I was wondering what it stood for and how it started?


----------



## mr.gto (Jul 2, 2008)

Suburb Thuggin said:


> I was wondering what it stood for and how it started?


grand trismo omolagato


----------



## silversport (Mar 23, 2007)

GTO...move the letters around and you have Goat...I never was a big fan of that in the "day"...nor "The Great One" or some of the others...Gran Turismo Omologato or GTO has always worked for me...
Bill


----------



## HP11 (Apr 11, 2009)

mr.gto said:


> grand trismo omolagato


Acutually its' Gran *Turismo* Omologato which is an Italian acronym meaning a homologated grand touring car. Goat is just a colloquialism that comes from the initals. Were you just looking for what the initials stand for or what the term itself means? It's actually kind of boring, You could look it up on wiki. Like Silversport said, GTO is fine with me....


----------



## 05GTO (Oct 6, 2004)

The word "Goat" was an ad created by Wangers in 67 showing a young man standing next to a red 67 with rally I's and redlines. The ad was titled "A boy and his GOAT" and was rejected several times by the corporate committee.


----------



## geeteeohguy (Feb 2, 2008)

Just a play on the letters, as stated above. We used to say Gas Tires Oil, Get The Others, and my favorite: Get the Tools Out.


----------



## mr.gto (Jul 2, 2008)

HP11 said:


> Acutually its' Gran *Turismo* Omologato which is an Italian acronym meaning a homologated grand touring car. Goat is just a colloquialism that comes from the initals. Were you just looking for what the initials stand for or what the term itself means? It's actually kind of boring, You could look it up on wiki. Like Silversport said, GTO is fine with me....

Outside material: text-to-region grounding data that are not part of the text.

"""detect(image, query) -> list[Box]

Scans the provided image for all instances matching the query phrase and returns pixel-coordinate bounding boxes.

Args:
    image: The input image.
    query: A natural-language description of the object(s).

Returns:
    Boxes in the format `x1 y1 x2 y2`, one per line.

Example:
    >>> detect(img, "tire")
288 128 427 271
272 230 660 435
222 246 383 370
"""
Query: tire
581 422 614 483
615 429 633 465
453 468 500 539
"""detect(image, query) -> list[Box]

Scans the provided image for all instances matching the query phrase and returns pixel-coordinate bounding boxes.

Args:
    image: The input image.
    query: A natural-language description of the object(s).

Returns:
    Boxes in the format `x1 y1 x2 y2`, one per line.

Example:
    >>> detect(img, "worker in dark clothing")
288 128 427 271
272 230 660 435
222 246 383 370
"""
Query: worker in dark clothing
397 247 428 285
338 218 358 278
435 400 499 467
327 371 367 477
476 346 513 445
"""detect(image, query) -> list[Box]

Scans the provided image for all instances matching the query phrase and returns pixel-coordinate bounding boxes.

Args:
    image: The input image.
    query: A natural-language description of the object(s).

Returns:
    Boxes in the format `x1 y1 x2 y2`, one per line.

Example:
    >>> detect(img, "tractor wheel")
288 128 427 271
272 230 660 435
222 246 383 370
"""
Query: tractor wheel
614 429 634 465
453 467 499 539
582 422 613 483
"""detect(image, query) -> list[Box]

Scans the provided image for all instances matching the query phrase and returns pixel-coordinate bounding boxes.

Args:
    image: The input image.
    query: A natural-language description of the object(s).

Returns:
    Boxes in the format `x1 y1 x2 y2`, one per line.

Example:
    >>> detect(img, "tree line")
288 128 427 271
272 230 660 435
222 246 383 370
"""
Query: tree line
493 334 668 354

basically it came from GM one morning. They walked into the shop and this car had magically appeared from god. on the side was embroidered GTO. No one knows how it got there just that jesus himself drove it hahaarty:


----------



## GTO JUDGE (May 14, 2005)

Elaborating on what Randy stated:

Wanger's team was given an assignment to form a word from the G-T-O initials, the only letter that could create a name was the letter "A". The letters were jumbled around and the only word that could be created was GOAT. Goat was presented to the Pontiac brass who rebuked the name and stated no way will the car be referenced to a goat.

The word GOAT spread quickly and the name GOAT was then tagged. 

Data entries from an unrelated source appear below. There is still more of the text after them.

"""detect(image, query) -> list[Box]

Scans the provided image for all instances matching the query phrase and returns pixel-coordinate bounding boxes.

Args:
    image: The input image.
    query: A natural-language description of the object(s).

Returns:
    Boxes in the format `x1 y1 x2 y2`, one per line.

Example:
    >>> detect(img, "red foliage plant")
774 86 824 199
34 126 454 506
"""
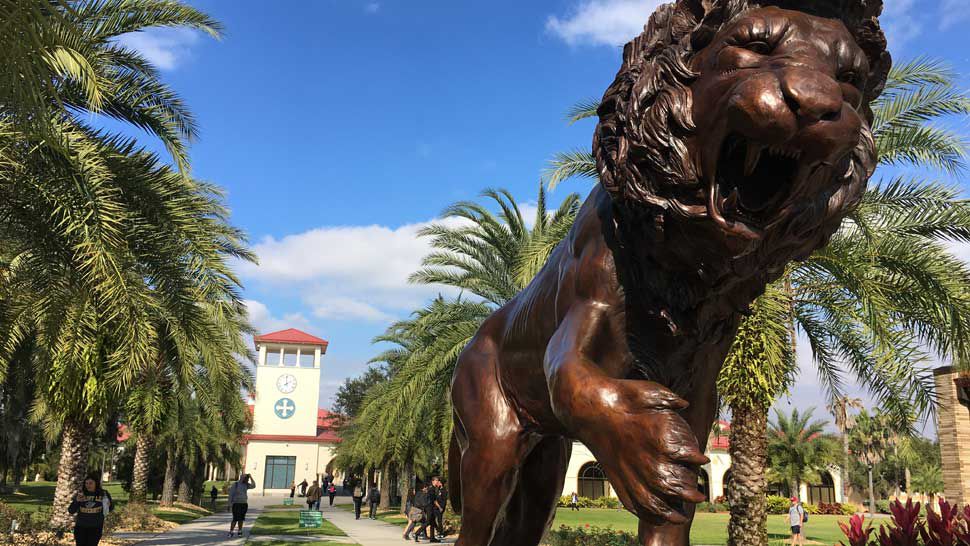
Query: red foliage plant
840 514 875 546
920 498 970 546
878 499 923 546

This is the official version of how GOAT came to be.


----------



## raspantienator (Nov 20, 2007)

Very interesting. I've filled my learning quota for the day.


----------



## Poncho Dan (Jun 30, 2009)

Gets There Ontime


----------



## Ninjured (Apr 28, 2006)

*G*reatest *O*f* A*ll *T*ime
*G*as, *O*il *A*nd *T*ires


----------



## GTO JUDGE (May 14, 2005)

Ninjured said:


> *G*reatest *O*f* A*ll *T*ime
> *G*as, *O*il *A*nd *T*ires


Muhammad Ali....................
GTO.................................


----------



## Bluegoat05 (Mar 22, 2010)

greatest of all time


----------



## Rukee (Feb 8, 2007)

I thought it was cause the car was marketed towards the older crowd and then when the younger crowd saw how fast the car was, they said, "Hey, who's the old Goat in the GTO?"


----------



## Poncho Dan (Jun 30, 2009)

I thought they were called goats because they eat almost anything.

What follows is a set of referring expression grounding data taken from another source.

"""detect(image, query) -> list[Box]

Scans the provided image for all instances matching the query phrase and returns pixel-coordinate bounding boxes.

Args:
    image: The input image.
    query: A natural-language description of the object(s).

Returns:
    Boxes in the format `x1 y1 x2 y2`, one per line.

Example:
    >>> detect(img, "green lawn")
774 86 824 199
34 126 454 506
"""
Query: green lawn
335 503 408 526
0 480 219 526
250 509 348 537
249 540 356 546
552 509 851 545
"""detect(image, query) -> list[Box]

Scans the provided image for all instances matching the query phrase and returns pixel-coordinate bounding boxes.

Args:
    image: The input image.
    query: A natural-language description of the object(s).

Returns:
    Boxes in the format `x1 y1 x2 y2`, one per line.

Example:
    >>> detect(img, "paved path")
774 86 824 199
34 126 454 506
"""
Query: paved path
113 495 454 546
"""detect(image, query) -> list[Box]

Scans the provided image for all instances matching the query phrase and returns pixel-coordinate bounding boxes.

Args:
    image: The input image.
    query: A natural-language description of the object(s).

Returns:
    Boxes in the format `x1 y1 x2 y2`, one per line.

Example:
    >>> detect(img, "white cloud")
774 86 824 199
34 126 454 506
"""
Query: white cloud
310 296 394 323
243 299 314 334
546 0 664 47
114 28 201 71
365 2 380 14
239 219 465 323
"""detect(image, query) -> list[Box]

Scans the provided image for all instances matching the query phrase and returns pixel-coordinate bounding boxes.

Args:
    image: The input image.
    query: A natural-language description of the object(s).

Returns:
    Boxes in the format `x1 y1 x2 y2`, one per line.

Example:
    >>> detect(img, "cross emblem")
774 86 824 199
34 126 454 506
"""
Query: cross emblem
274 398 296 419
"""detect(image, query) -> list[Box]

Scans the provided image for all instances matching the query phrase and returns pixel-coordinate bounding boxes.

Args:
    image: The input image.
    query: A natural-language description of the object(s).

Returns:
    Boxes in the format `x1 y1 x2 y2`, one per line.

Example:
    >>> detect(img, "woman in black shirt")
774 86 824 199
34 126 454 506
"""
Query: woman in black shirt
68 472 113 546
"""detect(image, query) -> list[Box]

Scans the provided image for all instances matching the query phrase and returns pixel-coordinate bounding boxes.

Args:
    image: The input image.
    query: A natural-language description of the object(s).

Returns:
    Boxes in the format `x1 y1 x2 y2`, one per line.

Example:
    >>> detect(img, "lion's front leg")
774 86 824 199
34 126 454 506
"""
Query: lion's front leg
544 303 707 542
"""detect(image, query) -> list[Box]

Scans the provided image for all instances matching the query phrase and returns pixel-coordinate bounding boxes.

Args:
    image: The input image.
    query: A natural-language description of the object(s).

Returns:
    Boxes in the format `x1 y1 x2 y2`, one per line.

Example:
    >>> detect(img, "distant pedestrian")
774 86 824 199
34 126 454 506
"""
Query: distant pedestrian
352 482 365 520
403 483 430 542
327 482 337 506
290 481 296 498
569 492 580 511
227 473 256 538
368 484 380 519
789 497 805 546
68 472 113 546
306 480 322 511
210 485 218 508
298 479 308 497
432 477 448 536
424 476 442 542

Including batteries. :lol:


----------



## goat400 (Aug 18, 2009)

Going To Outrun :cool


----------



## pmihelis (Jan 3, 2016)

GTO stands for "Greatest of All Time". Started in 1964 when the gto was beating the competition.


----------



## Goat Roper (Oct 28, 2014)

In my case it stands for:

*G*et
*O*ut
*A*nother
*T*housand


----------



## Hallett Dave (Apr 29, 2016)

Goat Roper said:


> In my case it stands for:
> 
> *G*et
> *O*ut
> ...


Eric,
I'm in the same

*B*reak
*O*ut
*A*nother
*T*housand
:wink3:

Erika and I are meeting some friends later this morning in Lake Hughes at the Rock Inn.
I did the Lancaster Blvd Cruise on Friday evening.
Big turn out and a lot of cool rides.
The '67 is running good again and the only GTO to make an appearance.
A big shout out to Wayne & Dave's Automotive.
I'll talk to you soon.
HD


----------



## Goat Roper (Oct 28, 2014)

You don't see that many GTOs out there, I went to the Pomona meet and there were hundreds of cars but the only Pontiac I saw was a Catalina.
Hopefully I can get my goat running good enough to go somewhere besides to the shop and back.
:/
I ordered some spray cans of Silverglaze so I can at least have matching jack stands.


----------



## El Monte Slim (Sep 8, 2014)

Goat Roper said:


> In my case it stands for:
> 
> *G*et
> *O*ut
> ...




I've had my 66 for over 43 years, I've heard them all, including several I don't care to repeat.

But after doing a complete frame-off rotisserie restoration, to me it is : 

*G*ee,
*O*nly
*A*nother
*T*en thousand?


----------